New Contracts for Jan De Nul in Australia, Russia and Canada

New Contracts for Jan De Nul in Australia, Russia and Canada

New projects with a total value of more than 500 million Euros were added to the order book of Jan De Nul Group during the past month.

The assignment for Chevron for the installation of the Wheatstone pipeline at the west coast of Australia is the largest contract. Before installing the pipeline, trenches must be dredged in the hard seabed. In order to protect the pipeline, it must also be covered with sand and rocks after installation. Furthermore, prelay rock berms have to be installed, enabling the new pipeline to cross existing pipelines.

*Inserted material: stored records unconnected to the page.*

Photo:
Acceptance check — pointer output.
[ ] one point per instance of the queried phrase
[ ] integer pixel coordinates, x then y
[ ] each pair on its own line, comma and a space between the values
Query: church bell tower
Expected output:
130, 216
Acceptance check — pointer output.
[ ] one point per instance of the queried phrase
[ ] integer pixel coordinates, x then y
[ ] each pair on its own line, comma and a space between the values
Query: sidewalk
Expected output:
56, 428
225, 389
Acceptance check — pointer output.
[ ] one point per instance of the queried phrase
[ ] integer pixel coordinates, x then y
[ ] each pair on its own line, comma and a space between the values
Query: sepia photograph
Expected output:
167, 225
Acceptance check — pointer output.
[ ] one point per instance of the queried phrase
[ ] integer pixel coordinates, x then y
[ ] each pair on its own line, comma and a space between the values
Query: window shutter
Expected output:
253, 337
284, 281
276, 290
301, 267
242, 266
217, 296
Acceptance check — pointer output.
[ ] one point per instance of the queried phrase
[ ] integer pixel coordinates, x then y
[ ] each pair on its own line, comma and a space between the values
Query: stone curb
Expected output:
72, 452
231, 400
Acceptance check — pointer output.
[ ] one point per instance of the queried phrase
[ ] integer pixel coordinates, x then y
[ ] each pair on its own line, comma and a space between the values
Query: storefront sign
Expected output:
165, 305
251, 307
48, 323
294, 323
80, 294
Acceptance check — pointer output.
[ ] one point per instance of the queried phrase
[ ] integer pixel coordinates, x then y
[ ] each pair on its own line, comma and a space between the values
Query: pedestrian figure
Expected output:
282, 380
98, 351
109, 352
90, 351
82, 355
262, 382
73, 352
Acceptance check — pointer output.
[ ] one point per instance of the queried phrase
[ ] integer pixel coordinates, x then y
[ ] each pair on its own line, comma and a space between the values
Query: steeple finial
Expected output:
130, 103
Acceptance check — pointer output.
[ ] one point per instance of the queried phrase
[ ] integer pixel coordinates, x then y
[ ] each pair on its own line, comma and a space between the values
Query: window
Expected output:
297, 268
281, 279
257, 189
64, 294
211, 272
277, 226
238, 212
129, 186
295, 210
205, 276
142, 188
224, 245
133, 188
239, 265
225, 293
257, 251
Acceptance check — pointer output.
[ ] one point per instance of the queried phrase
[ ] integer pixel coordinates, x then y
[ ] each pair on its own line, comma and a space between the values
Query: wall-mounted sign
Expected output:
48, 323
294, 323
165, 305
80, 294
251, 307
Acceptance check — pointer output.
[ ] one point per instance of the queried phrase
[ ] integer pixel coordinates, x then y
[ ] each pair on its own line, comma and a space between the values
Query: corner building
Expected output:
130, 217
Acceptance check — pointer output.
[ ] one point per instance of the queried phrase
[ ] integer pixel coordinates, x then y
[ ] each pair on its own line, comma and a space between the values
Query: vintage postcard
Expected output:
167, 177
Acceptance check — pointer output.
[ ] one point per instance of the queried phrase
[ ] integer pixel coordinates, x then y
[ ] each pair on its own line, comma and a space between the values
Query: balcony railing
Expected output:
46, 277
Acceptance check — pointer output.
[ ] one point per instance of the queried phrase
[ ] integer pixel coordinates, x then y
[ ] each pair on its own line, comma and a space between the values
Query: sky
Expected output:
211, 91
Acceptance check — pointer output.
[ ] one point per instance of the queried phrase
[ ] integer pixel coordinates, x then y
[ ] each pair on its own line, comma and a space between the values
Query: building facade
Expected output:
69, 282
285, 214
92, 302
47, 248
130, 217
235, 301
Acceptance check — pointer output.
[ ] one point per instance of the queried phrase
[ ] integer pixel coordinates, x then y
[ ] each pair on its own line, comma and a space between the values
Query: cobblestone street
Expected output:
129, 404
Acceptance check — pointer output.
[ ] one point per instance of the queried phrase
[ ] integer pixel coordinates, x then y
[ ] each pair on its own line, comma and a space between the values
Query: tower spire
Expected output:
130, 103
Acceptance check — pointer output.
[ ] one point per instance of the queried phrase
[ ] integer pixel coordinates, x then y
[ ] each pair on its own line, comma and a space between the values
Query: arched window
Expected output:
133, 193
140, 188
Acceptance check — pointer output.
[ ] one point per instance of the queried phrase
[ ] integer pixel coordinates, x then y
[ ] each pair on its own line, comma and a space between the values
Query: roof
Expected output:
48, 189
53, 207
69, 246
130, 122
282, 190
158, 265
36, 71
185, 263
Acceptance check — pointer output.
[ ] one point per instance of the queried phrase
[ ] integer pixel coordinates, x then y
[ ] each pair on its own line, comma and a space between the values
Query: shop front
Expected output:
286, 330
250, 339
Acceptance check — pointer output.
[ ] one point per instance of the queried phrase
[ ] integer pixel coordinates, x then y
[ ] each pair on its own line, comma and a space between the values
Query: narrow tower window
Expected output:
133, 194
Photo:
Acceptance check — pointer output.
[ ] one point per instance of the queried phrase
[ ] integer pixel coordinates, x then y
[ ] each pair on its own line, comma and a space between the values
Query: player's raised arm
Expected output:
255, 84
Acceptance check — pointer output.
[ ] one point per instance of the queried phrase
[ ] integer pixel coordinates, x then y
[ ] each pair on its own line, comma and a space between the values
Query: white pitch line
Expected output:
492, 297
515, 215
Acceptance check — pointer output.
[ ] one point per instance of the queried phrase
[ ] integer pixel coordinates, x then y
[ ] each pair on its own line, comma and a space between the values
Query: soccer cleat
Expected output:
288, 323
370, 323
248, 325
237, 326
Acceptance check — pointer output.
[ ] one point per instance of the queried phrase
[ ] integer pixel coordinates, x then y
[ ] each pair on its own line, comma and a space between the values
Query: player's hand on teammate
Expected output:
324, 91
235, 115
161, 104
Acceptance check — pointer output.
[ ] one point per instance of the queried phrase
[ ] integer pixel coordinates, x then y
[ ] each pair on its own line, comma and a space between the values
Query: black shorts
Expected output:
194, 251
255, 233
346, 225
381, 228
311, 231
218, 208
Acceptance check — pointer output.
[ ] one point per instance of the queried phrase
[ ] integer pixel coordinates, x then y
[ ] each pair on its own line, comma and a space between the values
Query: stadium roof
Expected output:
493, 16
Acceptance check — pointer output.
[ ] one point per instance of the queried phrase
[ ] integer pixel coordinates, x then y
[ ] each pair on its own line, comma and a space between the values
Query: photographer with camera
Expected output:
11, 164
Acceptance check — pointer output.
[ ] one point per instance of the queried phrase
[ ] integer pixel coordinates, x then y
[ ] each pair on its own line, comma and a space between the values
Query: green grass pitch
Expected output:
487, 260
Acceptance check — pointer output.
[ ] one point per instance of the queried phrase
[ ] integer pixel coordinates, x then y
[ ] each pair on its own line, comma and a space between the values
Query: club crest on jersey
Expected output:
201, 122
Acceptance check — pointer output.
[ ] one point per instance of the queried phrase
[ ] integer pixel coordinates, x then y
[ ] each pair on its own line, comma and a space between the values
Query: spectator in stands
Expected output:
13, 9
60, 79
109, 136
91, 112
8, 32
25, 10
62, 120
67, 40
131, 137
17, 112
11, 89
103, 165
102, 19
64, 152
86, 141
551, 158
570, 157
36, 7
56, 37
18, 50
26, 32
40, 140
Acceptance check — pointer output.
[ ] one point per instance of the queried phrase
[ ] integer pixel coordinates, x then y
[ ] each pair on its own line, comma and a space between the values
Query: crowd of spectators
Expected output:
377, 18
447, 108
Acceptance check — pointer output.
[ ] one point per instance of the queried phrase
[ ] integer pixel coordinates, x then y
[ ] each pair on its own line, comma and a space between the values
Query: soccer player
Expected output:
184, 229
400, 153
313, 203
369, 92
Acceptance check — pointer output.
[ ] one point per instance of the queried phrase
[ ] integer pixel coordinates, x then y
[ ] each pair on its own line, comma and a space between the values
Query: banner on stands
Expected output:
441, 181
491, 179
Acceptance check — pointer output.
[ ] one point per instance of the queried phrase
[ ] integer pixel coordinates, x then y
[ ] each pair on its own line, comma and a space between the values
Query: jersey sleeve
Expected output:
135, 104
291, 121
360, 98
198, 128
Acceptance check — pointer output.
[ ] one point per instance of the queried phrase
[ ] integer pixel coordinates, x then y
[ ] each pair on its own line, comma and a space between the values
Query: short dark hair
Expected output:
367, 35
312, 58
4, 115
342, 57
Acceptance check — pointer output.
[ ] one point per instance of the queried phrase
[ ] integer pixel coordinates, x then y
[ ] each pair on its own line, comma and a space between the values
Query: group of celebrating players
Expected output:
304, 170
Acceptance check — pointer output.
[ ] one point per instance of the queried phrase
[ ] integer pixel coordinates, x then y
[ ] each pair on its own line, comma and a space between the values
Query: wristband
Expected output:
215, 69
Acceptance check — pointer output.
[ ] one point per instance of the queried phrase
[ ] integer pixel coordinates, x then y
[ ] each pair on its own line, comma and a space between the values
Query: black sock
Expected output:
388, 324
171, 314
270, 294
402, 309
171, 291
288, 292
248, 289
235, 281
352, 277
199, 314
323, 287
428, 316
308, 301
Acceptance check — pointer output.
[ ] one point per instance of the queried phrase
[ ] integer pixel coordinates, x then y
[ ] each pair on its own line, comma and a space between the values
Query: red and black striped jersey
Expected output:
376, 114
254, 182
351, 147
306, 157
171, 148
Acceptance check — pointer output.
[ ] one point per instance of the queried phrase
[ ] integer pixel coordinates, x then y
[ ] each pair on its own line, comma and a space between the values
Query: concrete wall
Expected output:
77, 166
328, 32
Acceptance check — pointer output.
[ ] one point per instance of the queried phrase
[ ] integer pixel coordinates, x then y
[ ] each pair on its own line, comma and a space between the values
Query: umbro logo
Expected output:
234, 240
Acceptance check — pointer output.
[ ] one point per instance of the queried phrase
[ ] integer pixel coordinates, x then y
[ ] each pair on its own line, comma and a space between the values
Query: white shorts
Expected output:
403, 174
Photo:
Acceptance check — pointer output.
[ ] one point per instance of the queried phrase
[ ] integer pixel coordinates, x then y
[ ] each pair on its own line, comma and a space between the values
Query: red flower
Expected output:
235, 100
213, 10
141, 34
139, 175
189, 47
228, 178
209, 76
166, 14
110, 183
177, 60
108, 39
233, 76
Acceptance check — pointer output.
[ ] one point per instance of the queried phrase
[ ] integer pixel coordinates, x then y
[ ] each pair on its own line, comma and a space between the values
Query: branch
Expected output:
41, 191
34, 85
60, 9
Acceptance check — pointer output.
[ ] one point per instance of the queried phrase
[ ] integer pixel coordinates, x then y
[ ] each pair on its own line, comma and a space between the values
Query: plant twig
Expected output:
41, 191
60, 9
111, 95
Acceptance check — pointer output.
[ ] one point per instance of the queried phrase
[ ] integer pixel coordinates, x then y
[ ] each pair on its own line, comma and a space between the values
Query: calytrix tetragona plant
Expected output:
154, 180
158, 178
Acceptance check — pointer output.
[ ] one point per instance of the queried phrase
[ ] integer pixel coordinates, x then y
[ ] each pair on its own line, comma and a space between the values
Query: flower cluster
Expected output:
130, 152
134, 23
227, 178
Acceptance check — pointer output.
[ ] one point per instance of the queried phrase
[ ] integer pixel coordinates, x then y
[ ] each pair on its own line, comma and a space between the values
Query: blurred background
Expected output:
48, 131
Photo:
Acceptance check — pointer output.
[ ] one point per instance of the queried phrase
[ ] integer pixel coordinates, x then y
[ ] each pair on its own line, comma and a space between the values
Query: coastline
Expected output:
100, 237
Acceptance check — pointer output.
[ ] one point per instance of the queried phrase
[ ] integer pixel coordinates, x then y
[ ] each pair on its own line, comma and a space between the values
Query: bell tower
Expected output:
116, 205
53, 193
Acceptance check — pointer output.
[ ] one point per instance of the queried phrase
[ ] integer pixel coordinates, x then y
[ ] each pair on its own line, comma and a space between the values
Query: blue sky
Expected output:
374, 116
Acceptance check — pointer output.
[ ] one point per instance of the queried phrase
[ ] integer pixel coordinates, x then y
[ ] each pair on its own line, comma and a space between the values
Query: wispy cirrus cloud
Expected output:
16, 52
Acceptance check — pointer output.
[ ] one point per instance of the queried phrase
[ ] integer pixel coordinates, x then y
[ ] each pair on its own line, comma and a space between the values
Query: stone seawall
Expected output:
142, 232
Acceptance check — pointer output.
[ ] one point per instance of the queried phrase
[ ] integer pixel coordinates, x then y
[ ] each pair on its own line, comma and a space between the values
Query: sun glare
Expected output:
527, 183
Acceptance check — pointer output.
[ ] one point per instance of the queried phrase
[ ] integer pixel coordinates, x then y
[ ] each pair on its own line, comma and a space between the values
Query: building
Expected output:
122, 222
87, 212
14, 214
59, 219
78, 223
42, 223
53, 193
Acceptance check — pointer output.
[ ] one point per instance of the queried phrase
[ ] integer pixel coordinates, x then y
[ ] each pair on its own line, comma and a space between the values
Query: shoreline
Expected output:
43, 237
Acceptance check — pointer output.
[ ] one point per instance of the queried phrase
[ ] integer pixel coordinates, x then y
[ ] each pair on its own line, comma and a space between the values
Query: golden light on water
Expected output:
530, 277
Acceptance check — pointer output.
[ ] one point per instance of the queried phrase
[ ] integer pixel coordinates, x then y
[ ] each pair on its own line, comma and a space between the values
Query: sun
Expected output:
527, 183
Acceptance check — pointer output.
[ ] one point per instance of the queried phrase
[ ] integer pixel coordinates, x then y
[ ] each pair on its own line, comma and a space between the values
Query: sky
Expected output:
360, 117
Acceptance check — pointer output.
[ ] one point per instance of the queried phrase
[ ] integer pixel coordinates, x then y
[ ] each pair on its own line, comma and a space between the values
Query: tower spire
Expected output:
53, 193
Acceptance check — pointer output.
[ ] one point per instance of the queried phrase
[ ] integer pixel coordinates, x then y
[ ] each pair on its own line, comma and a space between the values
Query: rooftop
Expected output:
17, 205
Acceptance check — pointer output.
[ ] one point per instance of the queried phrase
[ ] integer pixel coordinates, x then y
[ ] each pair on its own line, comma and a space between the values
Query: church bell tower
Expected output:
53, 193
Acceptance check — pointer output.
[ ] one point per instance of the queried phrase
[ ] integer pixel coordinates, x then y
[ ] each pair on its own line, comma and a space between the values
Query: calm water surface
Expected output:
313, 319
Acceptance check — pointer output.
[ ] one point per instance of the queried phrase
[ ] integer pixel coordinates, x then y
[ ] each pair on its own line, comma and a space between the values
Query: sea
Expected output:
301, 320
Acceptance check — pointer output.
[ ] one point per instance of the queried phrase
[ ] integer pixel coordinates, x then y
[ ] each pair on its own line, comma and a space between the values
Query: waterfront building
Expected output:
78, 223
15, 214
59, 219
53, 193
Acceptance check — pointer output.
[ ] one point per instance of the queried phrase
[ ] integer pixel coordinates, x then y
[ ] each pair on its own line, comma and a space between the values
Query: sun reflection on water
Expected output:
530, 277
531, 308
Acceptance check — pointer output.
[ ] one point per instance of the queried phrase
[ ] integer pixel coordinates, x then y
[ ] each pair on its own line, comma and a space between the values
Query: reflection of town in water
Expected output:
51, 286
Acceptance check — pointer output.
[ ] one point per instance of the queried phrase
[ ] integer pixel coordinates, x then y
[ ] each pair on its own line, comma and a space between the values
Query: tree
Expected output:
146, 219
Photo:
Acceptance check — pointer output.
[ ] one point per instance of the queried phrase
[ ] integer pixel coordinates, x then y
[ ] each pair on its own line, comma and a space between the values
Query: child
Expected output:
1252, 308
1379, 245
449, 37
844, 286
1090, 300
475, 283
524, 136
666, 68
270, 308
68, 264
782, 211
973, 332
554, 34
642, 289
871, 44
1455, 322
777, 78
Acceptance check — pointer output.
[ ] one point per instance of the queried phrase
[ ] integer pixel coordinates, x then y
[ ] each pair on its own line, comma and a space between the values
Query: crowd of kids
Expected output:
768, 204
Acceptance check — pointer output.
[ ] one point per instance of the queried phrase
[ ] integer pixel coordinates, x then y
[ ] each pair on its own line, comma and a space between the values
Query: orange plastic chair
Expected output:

In Canada, the Traling Suction Hopper Dredger Cristóbal Colón will execute a wellhead protection excavation in the Atlantic Ocean east of Newfoundland. This excavation will protect subsea oil installations from the impact of icebergs. The Cristóbal Colón, the largest dredger in the world, is the only dredger able to dredge to a depth of 155 m. The wellhead protection excavation is to be dredged in a water depth of 135 m.

At the east coast of the Siberian island of Sakhalin, the fallpipe vessel Simon Stevin installs umbilicals for Gazprom at 90 m water depth. These umbilicals serve to control the gas field manifolds from land. This gas field is now a priority development for Gazprom, because of an increased demand in Japan due to the shutdown of the nuclear power plants.

Further up the east coast of this island, the Cutter Suction Dredger Fernão de Magelhães is dredging an access channel for Exxon. This channel will enable to bring in barges from the sea onto the shore with modules for the onshore drill site. The Fernão de Magelhães started the works as soon as the ice had melted sufficiently so that the client can make maximum use of the ice-free season.

In the Tatar Strait between Siberia and Sakhalin, Jan De Nul Group’s rock dumping vessels La Boudeuse and Willem de Vlamingh are executing rock dumping works to protect a subsea pipeline from ice floes crossing the strait. The rocks are loaded in the Siberian port Sovgavan. The pipeline guarantees the connection of the gas fields east of Sakhalin with the mainland.

Jan De Nul Group will sail even more up to the north, in the Barents Sea near Nova Zembla. The Group will execute dredging and rock dumping works to protect pipelines which are transporting gas from the Jamal Peninsula to Western Europe.

Recently, a first project has been awarded to be executed by the Joseph Plateau. Upon commissioning, the vessel will execute rock installation in Norway at a waterdepht of 420 m for the protection and stabilisation of a new pipeline.